I just went from this










to this



















My fog lights are 5 or 6 inches off the ground I think it looks cool. Also I tried to align them with my headlights.


----------



## Radioaktiv (Feb 12, 2004)

need a day shot


----------



## StevenLK (Jul 15, 2002)

that last pic looks pretty nice.


----------



## pete? (Jul 6, 2004)

nice pics but i have no idea where the lights are now lol. im guessing below the bumper? idk day shots! :thumbup:


----------



## Twiz (Aug 24, 2004)

Yup, I put holes in the bottom of the bumper and I ran an extra ground harness for each bracket. The fog light can adjust about 1 to 2 inches in height. I wanted them very close to the ground... for looks. Makes your car look like it's been dropped  specially if I turn on the parking lights only without the headlighs. You're looking at 400 watts of light. I will get more pics.


----------



## asleepz (Feb 24, 2004)

The next driving/fog lights I get will be the Xenarc X10 HID's I'll show you the power of 60 watts all together.


----------



## Twiz (Aug 24, 2004)

Daylight shots




























I paid 19 bucks for these fog lights and 12 for the 100W bulbs inside


----------



## Slayer2003 (Jun 4, 2003)

HAH! ......living in illinois you think you'd know better 

my friend has done the same thing with his cougar. he has also lost 5 sets of fogs from snow and general parking. 
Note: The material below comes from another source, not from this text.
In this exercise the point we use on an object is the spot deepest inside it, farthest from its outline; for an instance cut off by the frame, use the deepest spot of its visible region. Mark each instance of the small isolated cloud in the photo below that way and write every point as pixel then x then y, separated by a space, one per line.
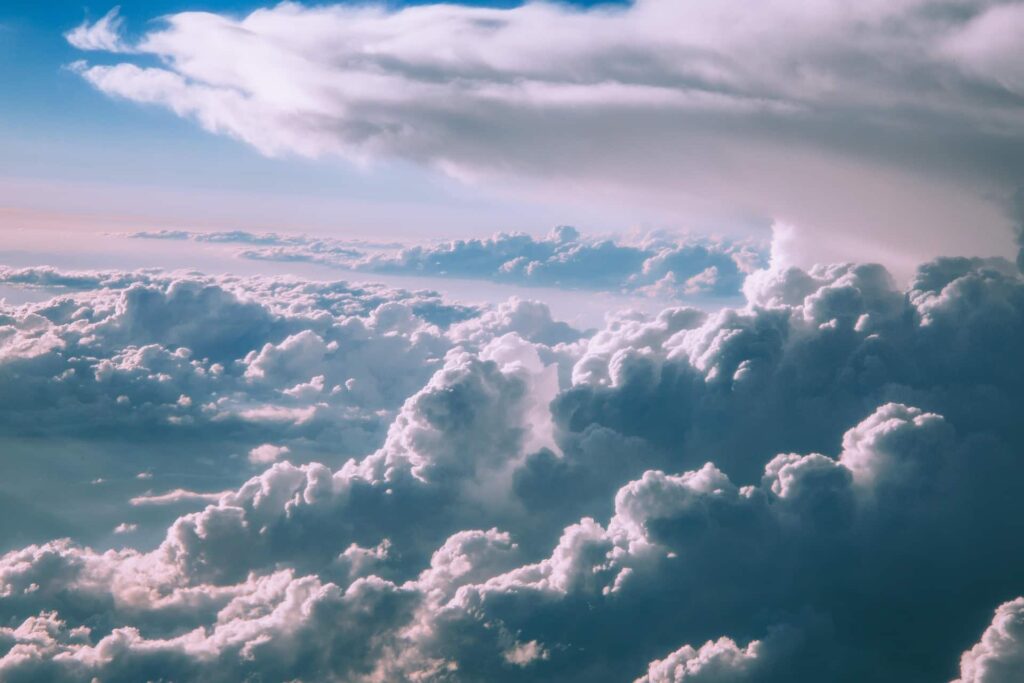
pixel 105 34
pixel 266 454
pixel 175 497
Good luck with that. :thumbup:


----------



## Twiz (Aug 24, 2004)

lol well did you teach him how to park or is he still paying for new fog lights... bent oil pan? I'm just kidding heh... I had those fogs for two years and they're cheap I would care if they're gone unless they take a chunk out of my front bumper then I'd be pissed.


----------



## Radioaktiv (Feb 12, 2004)

ack
looks like those wouldnt last long against any road hazards

does look good at night tho


----------